I found it particularly beneficial to play with different parts of the data, assessing which aspects were most relevant without having to recreate entire datasets or tables. This ability to run different SQL queries on the original data helped refine the analysis process. For example, as I determined which listing attributes, such as tags and views, were most pertinent, I could easily focus only on those parts without distractions from irrelevant fields. This flexibility ultimately led to more efficient data exploration and insight generation.
In the initial stages of the analysis, I considered comparing the top 50 listings to all listings, as well as comparing the top 50 listings to the rest of the dataset. Ultimately, I chose the latter, as it provided more relevant insights into what differentiates high-performing listings from the rest, giving artists actionable strategies to improve visibility.

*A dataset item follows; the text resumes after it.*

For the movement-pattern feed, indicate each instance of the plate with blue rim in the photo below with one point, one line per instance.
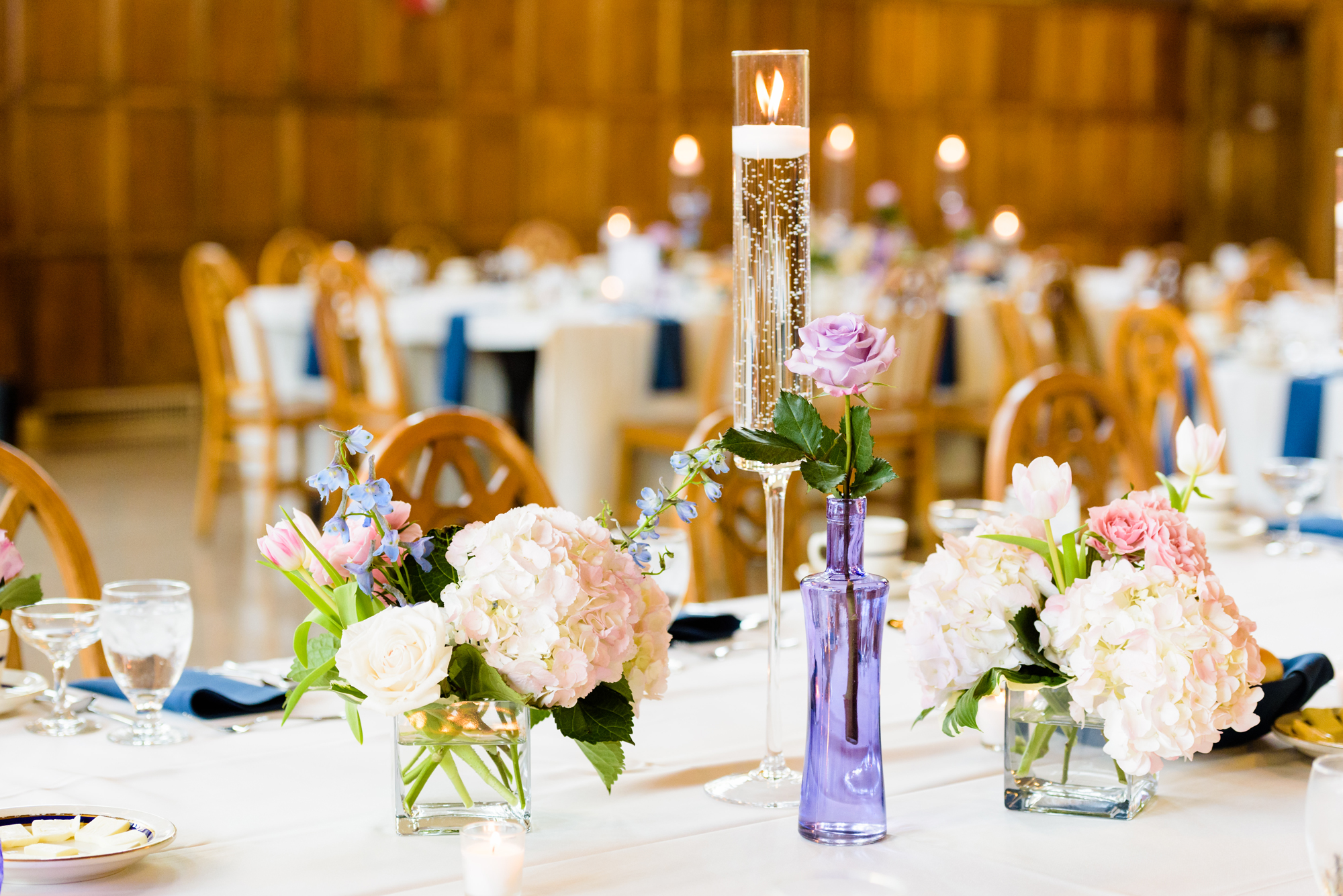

To gain insights into the factors contributing to the success of Etsy listings, I used two complementary approaches. In analyzing title word count, I compared the top 50 listings by views with all other listings to capture general patterns in title length across a broad dataset. However, when analyzing single-word and two-word phrases, I compared the top 50 with the bottom 50 listings to directly identify differences between the most and least successful listings. This allowed me to provide clear and actionable keyword recommendations for sellers, highlighting not only effective practices but also potential pitfalls to avoid.
Conclusion
The goal of this project was to identify key factors that contribute to successful Etsy listings, particularly for art-related items. As an artist myself, I designed this project not only to showcase my skills but also to generate actionable insights that I could directly apply to my own practice and share with fellow artists. The findings highlight several best practices for driving traffic, including the importance of descriptive titles, keyword optimization, and effective tag usage.
By focusing on consumer traffic strategies, I aimed to offer practical solutions that Etsy sellers could implement to enhance visibility. This project demonstrated the value of data-driven insights in an artist's business and illustrated my ability to apply both statistical analysis and practical data insights to real-world problems.
For future studies, I plan to explore conversion optimization—delving into the elements that influence not only listing visibility but also purchasing behavior. This will help further uncover the full journey from visibility to sales success on platforms like Etsy.